When the window had gone indigo, Kid opened them. Lanya was kneeling up. “I’m going now,” she whispered. So they crawled over Denny, to find their clothes. “But I want some coffee,” she mouthed.

“There should be boxes around,” Kid said. “We just don’t have any pot.”

“That’s all right. Come on.”

In the kitchen, Thirteen and Smokey with three black scorpions, Raven, Thruppence, and D-t, up the night, sat talking. Kid was surprised when, from the banter, he realized Lanya knew all their names: Even Thruppence’s. (He’d had to ask that one several times: “Thruppence, man. Thruppence. That’s English for three cents.”) And “D-t,” he found out, stood not for Delirium tremens but Double-time. A bucket was the only thing really clean so Lanya filled it to make boiled coffee.
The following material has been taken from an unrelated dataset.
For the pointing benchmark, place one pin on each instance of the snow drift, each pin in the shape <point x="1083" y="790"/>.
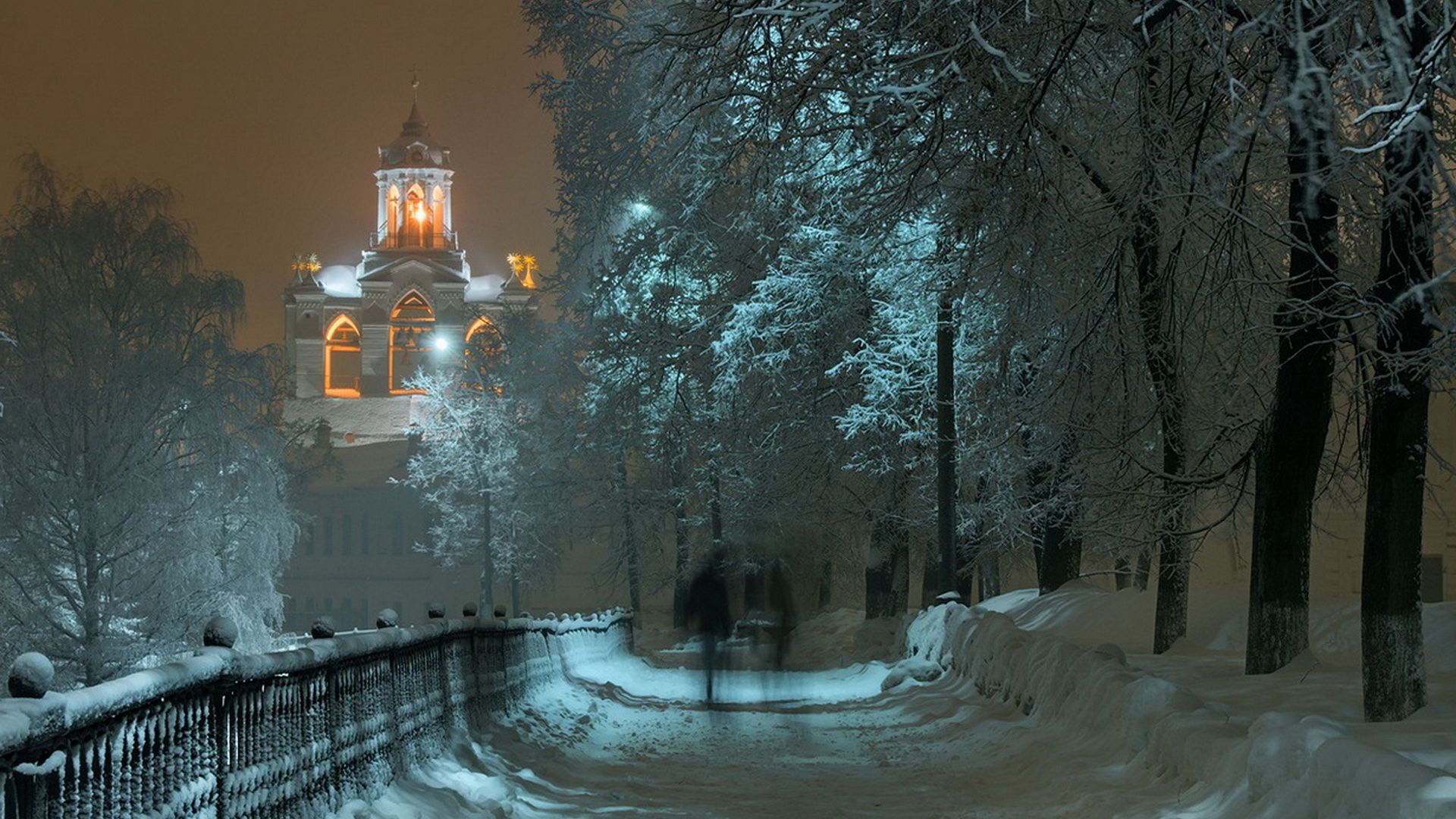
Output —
<point x="1282" y="764"/>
“You gonna drink that?” D-t asked her.

“Sure. Bring it to a boil three times, then throw in a glass of cold water. The egg white will make it settle. Then you just pour it off into a pot and keep it hot,” for which purpose Smokey volunteered to clean the kettle.

“You just don’t let the Spider know you used up two of his good eggs to make that mess.”
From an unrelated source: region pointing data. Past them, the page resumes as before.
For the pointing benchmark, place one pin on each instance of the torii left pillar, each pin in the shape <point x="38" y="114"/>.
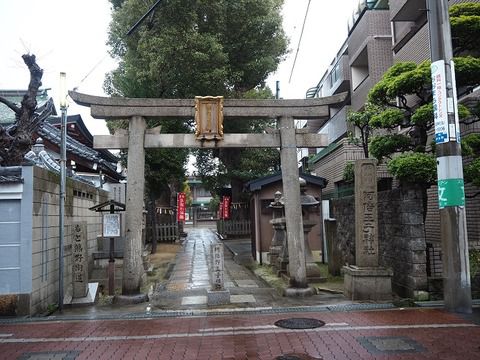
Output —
<point x="132" y="260"/>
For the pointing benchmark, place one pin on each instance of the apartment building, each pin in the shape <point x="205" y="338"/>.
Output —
<point x="381" y="33"/>
<point x="358" y="65"/>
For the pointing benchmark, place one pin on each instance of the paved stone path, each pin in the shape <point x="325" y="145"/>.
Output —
<point x="189" y="280"/>
<point x="389" y="334"/>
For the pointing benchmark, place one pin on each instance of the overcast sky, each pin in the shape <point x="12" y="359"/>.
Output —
<point x="70" y="36"/>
“Shit,” Raven said, “everybody else use ’em.”

Kid and Lanya drank theirs black while the rest went through a confusion of powdered milk (someone remembered the box under the table), cup rinsing, and sugar.
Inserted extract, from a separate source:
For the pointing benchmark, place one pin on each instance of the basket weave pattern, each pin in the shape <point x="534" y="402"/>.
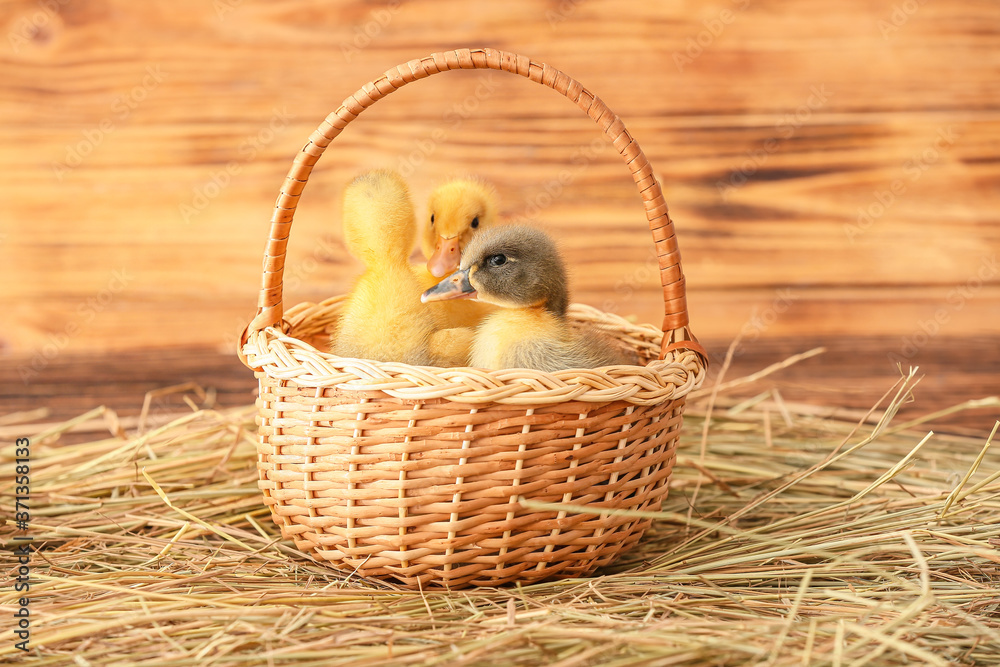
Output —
<point x="417" y="474"/>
“Now that’s nice coffee,” Raven (his top-knot, now, undone) admitted, gazing into the cup on the table. “It’s just as clear! I gotta remember me that.” He pouted heavy lips at the steam and shook his head. The hairy beachball swung side to side.

“Yeah,” Thirteen said back over his shoulder. “You gonna remember that, Smokey?” who nodded.

Cathedral and Filament had come in sleepily from the other room. Nine people stood drinking coffee in a space that was crowded with four.

“Now I’m just across the street and down the block,” Thirteen was saying. “On the top floor. Any of you guys come over who want to. Kid’ll tell you, he stayed in my place. I got so many scorpions around, you’d think I was running a nest. But I ain’t. I just like to be friendly, you know?”

“You want to stay,” Kid told Lanya as they left, “you just go back up in the loft. Nobody’s going to bother you.”

She rubbed the back of her neck. “There’re just some things I have to get done before school. Give Little Brother a hug for me.”

Nevertheless, as he walked her home, he was pretty sure what she wanted was another two hours sleep. He asked, “You coming back tonight?”

She squeezed his hand. “Nope. You two can come up and see me if you’ve got time. For a little while.” She squeezed his hand once more.

The gesture became an emblem of her nervous charm.

The paper that day said:

Sunday—July 14th, 1776.

They spent the night at Lanya’s.

The next day:

Sunday—June 16th, 2001.

That afternoon tire-colored Jack the Ripper, crouching before the open icebox whose light had just blown, whose insides were crammed, and whose enamel was streaked and stained, looked up and asked, “Say, when you gonna run?”

“Right now!” Inception, impulse, and decision had all fixed between Kid’s first word and his second. Kid grabbed the doorway, leaned into the next room and shouted, “WE’RE GONNA RUN…!”

D-t, Spider, Angel, Priest crowded in from the hallway.

California shucked quickly from the sleeping bag beside the couch.

Raven and Glass and Lady of Spain came into the kitchen.

Spitt pushed in through the scorpions crowding the doorway.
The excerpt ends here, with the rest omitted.